C’est une première mondiale. L’ingénieur d’Etat marocain, Brahim Zriba, vient de mettre en place le premier dispositif d’alphabétisation à distance. Basé sur les technologies de l’information et de la communication, le procédé sera présenté officiellement le 17 février prochain, à l’occasion de la semaine de l’innovation. L’invention, dont les grands contours restent encore secrets (en attendant, précise l’auteur, l’aboutissement de quelques démarches notamment pour la protection au niveau de l’OMPIC), consiste en une solution permettant à un apprenant analphabète d’apprendre d’une manière autonome et individuelle la lecture, l’écriture, le calcul et la résolution des problèmes en utilisant un ordinateur connecté à Internet ou Intranet. Brahim Zriba est directeur de la recherche et Développement du département e-learning à Progress Partner, cabinet de conseil et de formation dans le domaine industriel. « Je ne suis pas à proprement parler un spécialiste de l’informatique. Mais cette discipline m’intéresse particulièrement », reconnaît M. Zriba qui a présenté dès avril 2002 une cellule e-learning de la division de la politique et l’analyse scientifique de l’Unesco qui en a fait une bonne appréciation. C’est fort de cette reconnaissance qu’il continue dans ses démarches en vue d’une homologation.

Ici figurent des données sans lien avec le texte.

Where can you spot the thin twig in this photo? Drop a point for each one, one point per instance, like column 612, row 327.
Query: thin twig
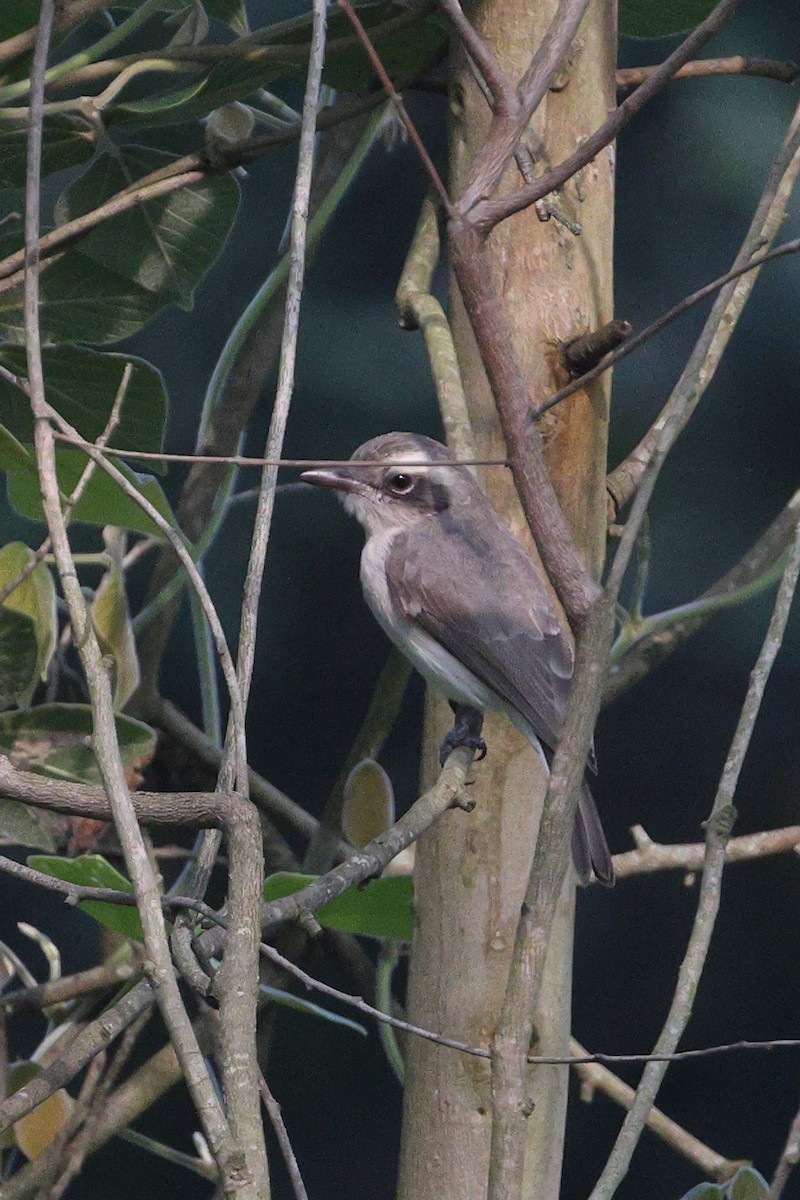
column 184, row 555
column 506, row 133
column 787, row 1162
column 737, row 65
column 58, row 991
column 504, row 97
column 722, row 319
column 651, row 856
column 717, row 831
column 282, row 1134
column 68, row 15
column 419, row 309
column 11, row 265
column 485, row 214
column 391, row 91
column 250, row 461
column 80, row 486
column 749, row 574
column 86, row 1045
column 595, row 1077
column 104, row 741
column 614, row 357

Deux mois plus tard, son projet est en phase d’incubation à l’ENSIAS, qui est l’une des étapes les plus délicates. Après acceptation du comité, et après développement du prototype de solution, l’invention est soumise à un test effectué sur un échantillon d’analphabètes réduits. Les résultats obtenus ont été probants. Aujourd’hui, le projet est rentré dans la phase d’industrialisation. Le jeune ingénieur marocain espère s’investir dans la bataille contre l’analphabétisation. « Le Maroc est en mauvaise posture aussi bien sur l’analphabétisation que sur l’illettrisme, phénomène peu pris en considération, mais qui frappe, dans un pays aussi développé comme la France, environ 10% de la population ».
L’avantage du procédé de Progress Partner, c’est que, « en plus d’être souple, il est bon marché ». « La nouveauté réside dans l’accès. Tout un chacun peut utiliser cet outil sans avoir besoin nécessairement d’un clavier ou d’un écran ». La solution comporte de « multiples avantages avec une adaptation sectorielle du contenu de la formation et une flexibilité horaire qui surplombe les contraintes professionnelles ou personnelles de l’apprenant qui peut opter pour une formation individualisée. Pour les entreprises et les collectivités, le retour sur investissement est garanti ».
La motivation essentielle de « Progress Partner » cabinet spécialisé en Formation, Conseil et Logiciel, est d’intégrer la lutte contre l’analphabétisation, laquelle est loin d’être gagnée. « C’est possible d’y arriver , poursuit M. Zriba. « Il y a sept millions de détenteurs de téléphones portables au Maroc. Dans ce nombre il y a des analphabètes qui arrivent à exécuter les fonctions essentielles d’un appareil numérique.
Cela montre qu’il est possible de réduire l’analphabétisme par de nouveaux procédés. » En attendant, Brahim Zriba et son invention sont encore en quête de reconnaissance. Une nécessité qui passe peut- être par un cachet du ministère.